The new technologies of gene editing have been added to the molecular toolbox for genetic manipulation of various organisms. Gene editing involves the utilization of a number of DNA modifying enzymes such as zinc-finger proteins (ZFP) [27], transcription activator-like effector nuclease (TALENS) [28] or Clustered Regularly Interspaced Short Palindromic Repeats (CRISPR) [29]. All of these operate in basically the same manner by binding to specific genomic locations and inducing DNA strand breaks. ZFPs and TALENS rely on engineered protein domains to recognize DNA, which is then cut by fused FokI nucleases whereas the CRISPR system uses Watson-Crick base pairing with single-stranded RNA to recognize a target sequence that is then cut by a Cas nuclease. Once this occurs, natural DNA repair mechanisms take over and in many cases the repair event results in non-homologous end joining (NHEJ) which causes a mutation at the specific cut site. When a mutation occurs, the target gene is modified and in the case of inactivation, unable to function. Alternatively, the system can be used in conjunction with the addition of a new sequence designed for targeted insertion into the cut site via homology directed repair (HDR). Gene editing is applicable to many different organisms including mice and livestock and has proven to be remarkably efficient [[30], [31], [32], [33], [34], [35], [36]].

Of all the gene editing platforms, application of the CRISPR-Cas9 system has become the method of choice for establishing animal models of disease [35,37]. Indeed, CRISPR-Cas9 is now widely accepted as a simple and versatile RNA-directed system for genome editing in a wide range of different organisms and cell types, including bacteria, mice, rat, zebrafish, human cells, and a variety of livestock species [35,37]. Yet to date, the genetically engineered phenotypes generated in domestic animals have almost entirely been for improved production traits [[38], [39], [40]], novel/therapeutic protein expression [23], or for models of human disease [[41], [42], [43]] but with little specific focus on the musculoskeletal system.

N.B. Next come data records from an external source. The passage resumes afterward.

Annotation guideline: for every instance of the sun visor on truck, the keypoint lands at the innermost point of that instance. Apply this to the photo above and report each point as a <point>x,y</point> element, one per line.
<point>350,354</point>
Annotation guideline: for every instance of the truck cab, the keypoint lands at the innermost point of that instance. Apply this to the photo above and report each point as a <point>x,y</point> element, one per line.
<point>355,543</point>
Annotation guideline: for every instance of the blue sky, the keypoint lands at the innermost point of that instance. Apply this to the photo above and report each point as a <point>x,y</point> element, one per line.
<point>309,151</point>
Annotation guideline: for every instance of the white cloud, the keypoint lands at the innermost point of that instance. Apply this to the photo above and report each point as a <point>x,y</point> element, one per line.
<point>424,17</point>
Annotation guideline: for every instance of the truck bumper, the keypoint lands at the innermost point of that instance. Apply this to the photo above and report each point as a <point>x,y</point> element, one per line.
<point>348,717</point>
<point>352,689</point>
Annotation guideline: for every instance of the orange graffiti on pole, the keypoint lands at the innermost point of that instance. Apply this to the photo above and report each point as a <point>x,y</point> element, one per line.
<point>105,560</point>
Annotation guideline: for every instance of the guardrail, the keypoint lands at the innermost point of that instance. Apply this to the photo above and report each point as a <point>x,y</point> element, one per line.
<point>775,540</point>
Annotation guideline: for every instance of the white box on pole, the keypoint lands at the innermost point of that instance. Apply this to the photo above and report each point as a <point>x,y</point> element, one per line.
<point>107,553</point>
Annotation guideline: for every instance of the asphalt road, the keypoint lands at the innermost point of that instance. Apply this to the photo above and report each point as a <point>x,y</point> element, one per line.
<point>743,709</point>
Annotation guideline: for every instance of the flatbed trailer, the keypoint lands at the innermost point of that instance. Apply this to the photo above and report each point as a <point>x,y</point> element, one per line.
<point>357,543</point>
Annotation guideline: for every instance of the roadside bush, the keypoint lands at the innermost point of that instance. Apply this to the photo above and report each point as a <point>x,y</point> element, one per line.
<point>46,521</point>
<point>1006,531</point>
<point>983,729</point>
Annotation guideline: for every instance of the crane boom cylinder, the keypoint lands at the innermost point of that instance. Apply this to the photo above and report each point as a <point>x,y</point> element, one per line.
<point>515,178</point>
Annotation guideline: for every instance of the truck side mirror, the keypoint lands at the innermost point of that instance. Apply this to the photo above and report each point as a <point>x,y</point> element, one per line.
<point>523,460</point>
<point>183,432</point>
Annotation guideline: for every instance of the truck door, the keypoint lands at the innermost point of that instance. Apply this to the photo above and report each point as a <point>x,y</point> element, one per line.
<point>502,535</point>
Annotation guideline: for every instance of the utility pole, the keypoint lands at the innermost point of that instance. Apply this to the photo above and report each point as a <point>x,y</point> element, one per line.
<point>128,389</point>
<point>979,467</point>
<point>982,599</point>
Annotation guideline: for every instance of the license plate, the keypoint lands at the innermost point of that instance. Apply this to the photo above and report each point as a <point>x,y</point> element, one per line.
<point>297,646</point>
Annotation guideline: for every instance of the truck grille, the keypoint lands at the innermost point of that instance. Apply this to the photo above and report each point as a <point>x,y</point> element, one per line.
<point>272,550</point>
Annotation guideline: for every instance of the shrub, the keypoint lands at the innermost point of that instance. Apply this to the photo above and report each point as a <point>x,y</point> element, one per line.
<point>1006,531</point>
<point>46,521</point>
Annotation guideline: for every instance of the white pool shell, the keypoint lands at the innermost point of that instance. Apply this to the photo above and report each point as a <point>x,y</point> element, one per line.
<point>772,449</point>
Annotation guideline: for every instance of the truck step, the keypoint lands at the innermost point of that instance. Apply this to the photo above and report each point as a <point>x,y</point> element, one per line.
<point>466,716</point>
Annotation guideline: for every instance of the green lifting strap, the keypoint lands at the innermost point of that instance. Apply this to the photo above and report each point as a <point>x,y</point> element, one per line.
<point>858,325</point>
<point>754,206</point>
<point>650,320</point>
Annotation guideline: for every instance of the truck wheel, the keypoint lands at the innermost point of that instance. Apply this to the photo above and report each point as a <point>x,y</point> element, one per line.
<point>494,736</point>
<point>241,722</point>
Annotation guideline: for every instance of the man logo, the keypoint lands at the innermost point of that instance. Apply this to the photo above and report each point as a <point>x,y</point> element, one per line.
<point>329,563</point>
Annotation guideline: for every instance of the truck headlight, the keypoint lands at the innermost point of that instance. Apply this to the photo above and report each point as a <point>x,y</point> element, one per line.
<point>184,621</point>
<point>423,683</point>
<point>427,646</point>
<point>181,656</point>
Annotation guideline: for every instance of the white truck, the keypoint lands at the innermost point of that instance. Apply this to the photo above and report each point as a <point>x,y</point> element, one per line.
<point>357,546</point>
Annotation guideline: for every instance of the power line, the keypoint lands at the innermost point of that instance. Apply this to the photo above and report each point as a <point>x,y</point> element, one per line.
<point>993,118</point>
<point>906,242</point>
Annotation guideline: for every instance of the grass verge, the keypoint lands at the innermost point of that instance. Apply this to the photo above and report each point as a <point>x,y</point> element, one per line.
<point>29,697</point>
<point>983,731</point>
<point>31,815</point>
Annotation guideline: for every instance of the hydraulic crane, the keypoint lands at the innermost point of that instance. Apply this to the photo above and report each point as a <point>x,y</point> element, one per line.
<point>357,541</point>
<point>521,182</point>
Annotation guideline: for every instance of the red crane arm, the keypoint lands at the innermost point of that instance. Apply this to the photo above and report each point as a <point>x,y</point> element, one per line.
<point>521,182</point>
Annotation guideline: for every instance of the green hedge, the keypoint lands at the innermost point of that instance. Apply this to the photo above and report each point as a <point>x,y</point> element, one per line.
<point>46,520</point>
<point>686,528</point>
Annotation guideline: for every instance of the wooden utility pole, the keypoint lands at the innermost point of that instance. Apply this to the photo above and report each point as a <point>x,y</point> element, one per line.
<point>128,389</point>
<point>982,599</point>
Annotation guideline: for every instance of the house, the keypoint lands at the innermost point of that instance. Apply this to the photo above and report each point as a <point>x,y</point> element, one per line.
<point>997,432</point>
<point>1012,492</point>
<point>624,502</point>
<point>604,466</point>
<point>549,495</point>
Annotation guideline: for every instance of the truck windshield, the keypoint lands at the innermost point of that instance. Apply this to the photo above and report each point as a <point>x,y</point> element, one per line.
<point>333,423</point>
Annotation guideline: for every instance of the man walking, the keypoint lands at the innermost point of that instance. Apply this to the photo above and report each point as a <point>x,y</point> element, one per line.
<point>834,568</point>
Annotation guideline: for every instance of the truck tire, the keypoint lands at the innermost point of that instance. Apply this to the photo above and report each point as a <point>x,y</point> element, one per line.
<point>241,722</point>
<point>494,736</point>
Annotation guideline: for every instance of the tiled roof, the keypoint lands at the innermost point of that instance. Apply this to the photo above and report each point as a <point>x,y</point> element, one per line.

These advances in genome engineering along with a desire to utilize improved models of human disease has led to significant interest in developing gene edited large animal models. Given these broad genetic capabilities are now widely available, the almost singular focus of the bone field on murine models of bone disease is in urgent need of revision. With the increasing availability of reliable genomic sequence information for domestic animals (goats, sheep, pigs and cattle) and the ubiquitous gene manipulation tools, increasing numbers of genetically engineered livestock models, such as sheep, are appearing and being utilized in biomedical research [44,45] (Table 1). This perspective discusses the potential use of genetically engineered domestic animals in bone biology to highlight the beneficial characteristics of large animal models of human disease that complement the widespread utility of available rodent models.